The effects of goal setting as a state on the effects of goal orientation as a trait were studied by Seijts, Latham, Tasa, and Latham (2004). People with a learning goal orientation tend to choose tasks in which they can acquire knowledge and skill. Those with a performance goal orientation tend to avoid tasks where others may judge them unfavorably due to possible errors they might make. Hence they tend to choose easy tasks in which they can look good in the eyes of others. Seijts et al. (2004) found that a specific high learning goal (state orientation) is effective in increasing a person's performance regardless of their trait orientation. Performance is highest on a complex task, however, when people have a learning goal orientation and also set a learning goal. In short, the beneficial effect of a learning goal orientation can be attained by inducing it as a state.

If I can parse the academese (It's getting more difficult for me as I get older), this means:

1. People who value learning (a "learning goal orientation") prefer tasks where they can learn things.
2. People who value successful performance (a "performance goal orientation") avoid tasks where they might fail.
3. Performance is highest on complex tasks when the person has set a goal to learn new things and also has a learning goal orientation.

Yes, I know these three points are obvious.
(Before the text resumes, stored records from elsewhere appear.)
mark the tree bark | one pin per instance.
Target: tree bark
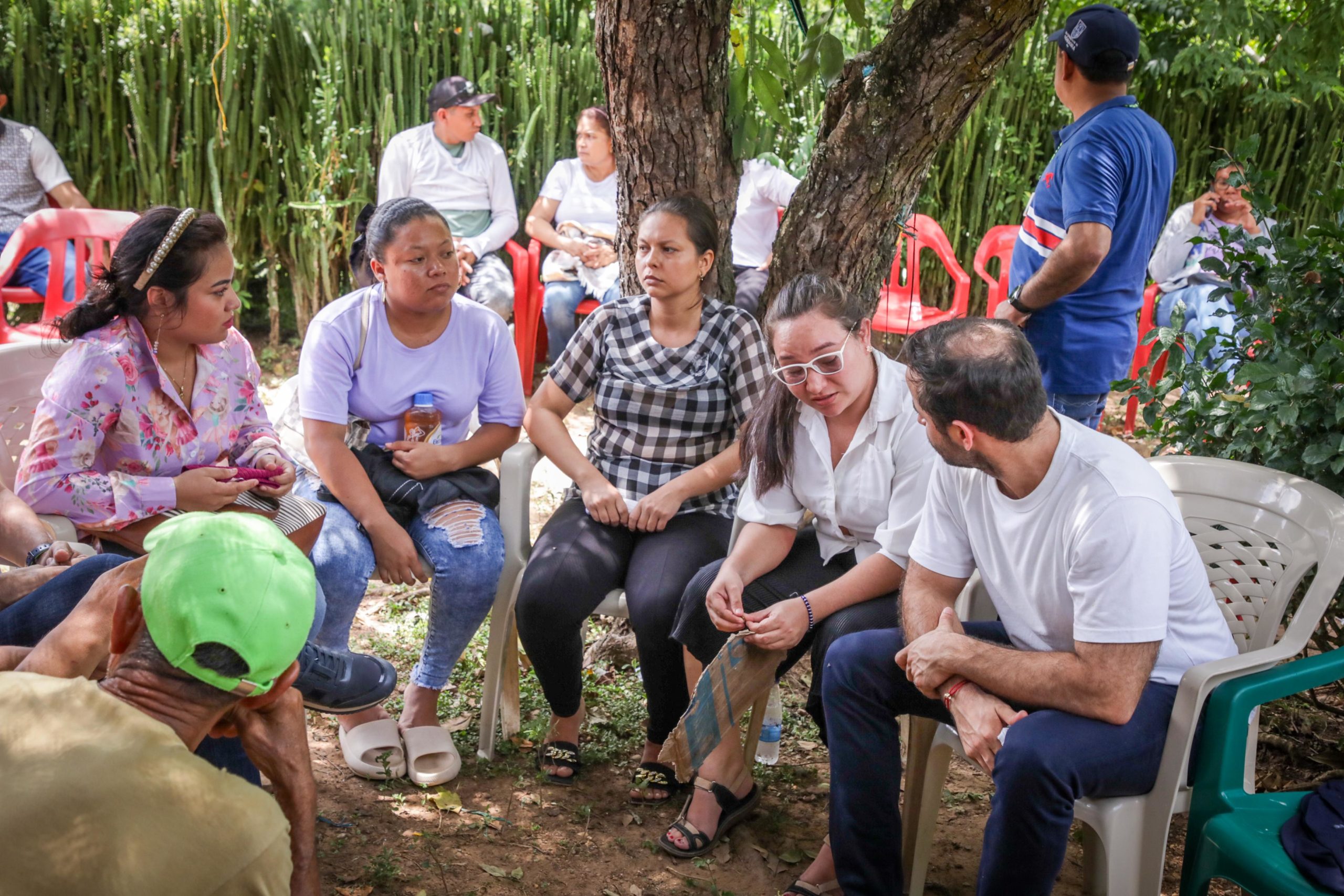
(879, 133)
(666, 69)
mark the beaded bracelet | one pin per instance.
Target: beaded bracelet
(808, 605)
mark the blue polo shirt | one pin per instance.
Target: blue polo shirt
(1115, 167)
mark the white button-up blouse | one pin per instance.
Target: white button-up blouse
(875, 492)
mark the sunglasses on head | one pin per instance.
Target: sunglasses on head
(827, 364)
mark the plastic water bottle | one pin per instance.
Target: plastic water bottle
(772, 727)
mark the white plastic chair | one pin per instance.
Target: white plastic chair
(1258, 532)
(23, 367)
(502, 652)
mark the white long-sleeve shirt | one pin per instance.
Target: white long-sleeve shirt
(872, 501)
(1175, 260)
(417, 164)
(762, 190)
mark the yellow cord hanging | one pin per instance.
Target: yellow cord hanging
(214, 78)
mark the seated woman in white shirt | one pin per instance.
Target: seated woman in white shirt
(836, 434)
(579, 191)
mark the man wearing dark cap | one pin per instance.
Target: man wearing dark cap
(102, 794)
(1077, 277)
(461, 172)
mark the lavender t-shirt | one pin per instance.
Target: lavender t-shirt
(471, 366)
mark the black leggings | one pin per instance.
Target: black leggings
(799, 573)
(574, 563)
However, this is where things start to get interesting:

4. A person with a performance goal orientation will perform particularly badly under situations of high learning pressure.
5. We can induce a learning orientation by setting a goal to learn, rather than to perform.

Think of learning pressure as performance anxiety. When we are extremely anxious about our performance, it interferes with our functioning on goal-directed tasks. Hence, a student may go blank on a test, or a ballplayer (I'll leave out the Boston jokes) might drop an easy ground ball. There are some very good implications for marital therapy here.

When people come in for marital therapy they are in a state of crisis. Usually, they are saying to each other, "If you don't change, I'm leaving." But one of the most complex tasks I know is getting along with other people, especially a spouse. So, the overall goal in marital therapy is to improve how they relate to their spouse, but they are trying to do so under a state of extreme performance anxiety. No wonder marital therapy fails all too often.

Most of my clients don't have a learning orientation. Some have a performance orientation. Others have neither; they just kinda go along with life with very few goals (sometimes I envy them). The key point is that in marital therapy, there is a very high level of learning pressure.
So, the trick is to reduce the performance anxiety and increase the learning orientation. Here's my idea. I'll begin by saying:

In marital therapy our overall goal is to learn new ways of relating to each other. This is a difficult proposition. You only learn by trying, sometimes failing, and sometimes succeeding. Therapy can only work if you make it easy for the other person to try and to fail. Both of you will have to learn to tolerate each other's failures, without berating or attacking the other.

A lot of times one spouse is fed up. I expect that one person will object, saying, "I'm sick of being patient. If I let up on him/her, he/she won't change!" So, to show them the importance of reducing performance anxiety, I'll have the angry spouse do serial sevens while I badger them with, "Hurry up! If you don't get this right, I won't treat you, and your marriage is going to fail. It'll be all your fault because you couldn't do simple arithmetic. Come on! This is easy!" If I can get them laughing about this, it'll make the point. Setting a learning orientation and keeping the performance anxiety down should go a long way towards improving therapy. This will prove to be an interesting experiment.


Locke, E. A., Latham, G. P. (2006). New directions in goal-setting theory. Current Directions in Psychological Science, 15, 265-268.

Seijts, G.H., Latham, G.P., Tasa, K., & Latham, B.W. (2004). Goal setting and goal orientation: An integration of two different yet related literatures. Academy of Management Journal, 47, 227–239.